É por isso que o Direito Internacional tem se esforçado em definir os poderes e as prerrogativas quanto ao “domínio público internacional” nos oceanos, na Antártida, nos rios internacionais, no espaço aéreo e sideral. Trata-se, fundamentalmente, de sinalizar, independentemente do exercício de quaisquer poderes efetivos ou do desenvolvimento de qualquer atuação alicerçada em “acervos de direitos”, que em nenhuma parte do planeta se admitirá que recursos estejam expostos ao acesso livre no seu sentido mais radical e de que existe a intenção permanente de manter todos os recursos ao alcance de soluções de governabilidade e de sustentabilidade (ARAÚJO, 2008, p. 101).

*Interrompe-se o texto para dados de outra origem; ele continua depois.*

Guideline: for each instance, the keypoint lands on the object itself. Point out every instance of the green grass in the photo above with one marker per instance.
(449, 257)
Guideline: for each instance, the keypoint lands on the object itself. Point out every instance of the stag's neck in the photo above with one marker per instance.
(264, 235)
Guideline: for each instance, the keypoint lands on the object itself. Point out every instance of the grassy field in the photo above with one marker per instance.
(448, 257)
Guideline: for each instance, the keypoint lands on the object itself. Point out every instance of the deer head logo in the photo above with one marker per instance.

A perspectiva trazida pela Tragédia dos Commons tem sido utilizada para fortalecer o discurso econômico em torno da temática ambiental e trazer novas discussões em torno da apropriação desses bens e sua respectiva valoração. Costuma-se afirmar, nesse teor, que o acesso livre aos recursos comuns (à biodiversidade, por exemplo) torna a sua tutela praticamente inexistente, uma vez que os indivíduos buscam no presente um retorno de suas ações, sem avaliar corretamente as consequências futuras. A partir de uma leitura estrita da teoria da Hardin (1968), o uso não regulado e a sobre-exploração da fauna e flora silvestre são problemas a serem contornados pela definição de regras precisas que regulem o acesso, a extração e o manejo de tais recursos. Isso possibilitaria mitigar as ameaças existentes sobre tais recursos. Não obstante, sabe-se que os arranjos institucionais nesse sentido podem se mostrar demasiadamente complexos em razão dos padrões reprodutivos e da mobilidade das espécies, das mudanças globais dos ecossistemas, da complexidade da dinâmica social e econômica e das políticas existentes nas comunidades.

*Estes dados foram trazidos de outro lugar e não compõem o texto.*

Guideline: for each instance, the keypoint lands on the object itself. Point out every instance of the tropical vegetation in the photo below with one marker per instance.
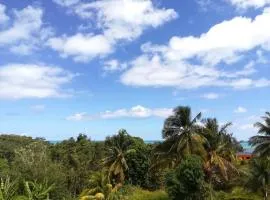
(196, 160)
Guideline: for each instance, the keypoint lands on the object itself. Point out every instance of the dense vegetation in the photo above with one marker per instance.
(195, 161)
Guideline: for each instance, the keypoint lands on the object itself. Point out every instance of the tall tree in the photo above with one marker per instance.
(182, 136)
(118, 146)
(261, 142)
(260, 176)
(221, 149)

Não obstante tais dificuldades, a Tragédia dos Commons tem sido citada rotineiramente como base teórica para a defesa da utilização da propriedade privada e de instrumentos de mercado como opção mais

viável para contornar a crise ambiental. Pode-se, nesse sentido, afirmar que esta teoria tem servido de substrato para um “cercamento” dos recursos ambientais, e, em especial, da biodiversidade. Efetivamente, a contemporaneidade tem assistido à uma nova fase da acumulação primitiva do capital sobre os recursos naturais, até então fora da economia de mercado. A criação de novas mercadorias, títulos, entre outros, utilizando-se, inclusive dos componentes da biodiversidade, demonstra a lógica de transformação (“cercamento”) dos recursos comuns em mercadorias, passíveis de compra e venda (SANTOS, 2014).

Isso é o que vem ocorrendo com as sementes, por exemplo, para as quais os DPIs constituem o principal mecanismo de inserção e proteção na economia. Hodiernamente, cresce a percepção de que, como nas economias das sociedades industrializadas os recursos comuns são ativos de mercado subaproveitados, devem ser estabelecidos direitos de propriedade privada como forma mais eficiente de geri-los. É principalmente neste sentido que se construiu a ideia de uma economia ambiental ou verde, a qual será desenvolvida no próximo item.